San Giuseppe dei Falegnami (Italian, "St. Joseph of the Carpenters"), also called San Giuseppe a Campo Vaccino ("St. Joseph at the Cowfield", an old name for the Roman Forum), is a Roman Catholic church located next to the Roman Forum in Rome, Italy.

In the 11th-century, the Santi Pietro e Paolo in Carcere (St. Peter & St. Paul in Prison) Church was built here over the Mamertine Prison, which by legend was the incarceration site of Saint Peter and Saint Paul. In 1540, the Congregation of the Carpenters obtained authorization to build a new church here upon the ruins of the Santi Pietro e Paolo in Carcere Church. By 1597, work began on a new (current) church dedicated to the patron saint of carpenters, St. Joseph. The initial architect was Giacomo della Porta. At his death (1602), the work was continued by Giovanni Battista Montano who designed the façade. At his death (1621), the work was continued by his pupil Giovanni Battista Soria. The San Giuseppe dei Falegnami Church was completed in 1663 by Antonio Del Grande (1607-1679), and it was consecrated on November 11, 1663.

In 1853, the Chapel of the Crucifix was built between the church’s floor and the prison's ceiling. The church was restored in 1886 with the construction of a new apse. In the 1930s, the façade was raised above the floor to allow direct access to the Mamertine Prison below. The interior has a nave with two side chapels that were decorated in the nineteenth century. Among the paintings is Nativity (1651) by Carlo Maratta. Next to the church is an oratory, with a wooden ceiling. The Chapel of the Crucifix is located between the church's floor and the Mamertine Prison's ceiling. It became a titular church on February 18, 2012 and received its first Cardinal-Deacon.

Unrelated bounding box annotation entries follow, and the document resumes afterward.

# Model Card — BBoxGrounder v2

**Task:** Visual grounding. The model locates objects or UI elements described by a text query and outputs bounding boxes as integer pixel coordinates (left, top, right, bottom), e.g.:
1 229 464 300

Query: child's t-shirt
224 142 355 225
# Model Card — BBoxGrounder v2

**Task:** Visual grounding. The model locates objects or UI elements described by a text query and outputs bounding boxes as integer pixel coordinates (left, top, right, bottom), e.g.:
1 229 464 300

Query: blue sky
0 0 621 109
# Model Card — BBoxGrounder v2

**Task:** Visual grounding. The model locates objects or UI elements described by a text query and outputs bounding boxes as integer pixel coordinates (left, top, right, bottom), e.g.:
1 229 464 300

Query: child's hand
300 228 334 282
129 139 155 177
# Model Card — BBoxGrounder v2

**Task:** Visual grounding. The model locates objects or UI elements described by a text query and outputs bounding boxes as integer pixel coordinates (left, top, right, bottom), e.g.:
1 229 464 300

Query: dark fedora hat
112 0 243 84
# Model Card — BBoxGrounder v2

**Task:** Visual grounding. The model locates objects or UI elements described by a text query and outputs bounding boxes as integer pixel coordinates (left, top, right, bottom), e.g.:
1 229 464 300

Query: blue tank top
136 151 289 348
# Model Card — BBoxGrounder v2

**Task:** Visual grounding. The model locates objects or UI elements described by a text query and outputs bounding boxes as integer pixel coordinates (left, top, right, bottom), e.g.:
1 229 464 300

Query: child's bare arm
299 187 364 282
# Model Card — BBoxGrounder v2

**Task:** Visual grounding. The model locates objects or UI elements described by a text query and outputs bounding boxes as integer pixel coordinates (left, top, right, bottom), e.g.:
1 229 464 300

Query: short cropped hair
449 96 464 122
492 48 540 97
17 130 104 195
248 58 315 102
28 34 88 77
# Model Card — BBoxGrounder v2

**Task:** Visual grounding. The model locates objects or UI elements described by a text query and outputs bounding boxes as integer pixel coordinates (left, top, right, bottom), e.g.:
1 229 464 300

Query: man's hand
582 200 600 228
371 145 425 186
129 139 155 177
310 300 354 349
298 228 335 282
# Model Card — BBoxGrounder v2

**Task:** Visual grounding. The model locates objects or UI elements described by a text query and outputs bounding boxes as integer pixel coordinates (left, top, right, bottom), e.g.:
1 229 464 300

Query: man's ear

- Francesco Coccopalmerio (February 18, 2012 – present)

On August 30, 2018, two-thirds of the carved wooden ceiling fell due to a collapse of two of the four roof trusses, and it was closed to the public. During restoration, conservators found that knowledge of coffered ceiling construction methods was underdeveloped, as research had mostly focused on their artistic and historic aspects.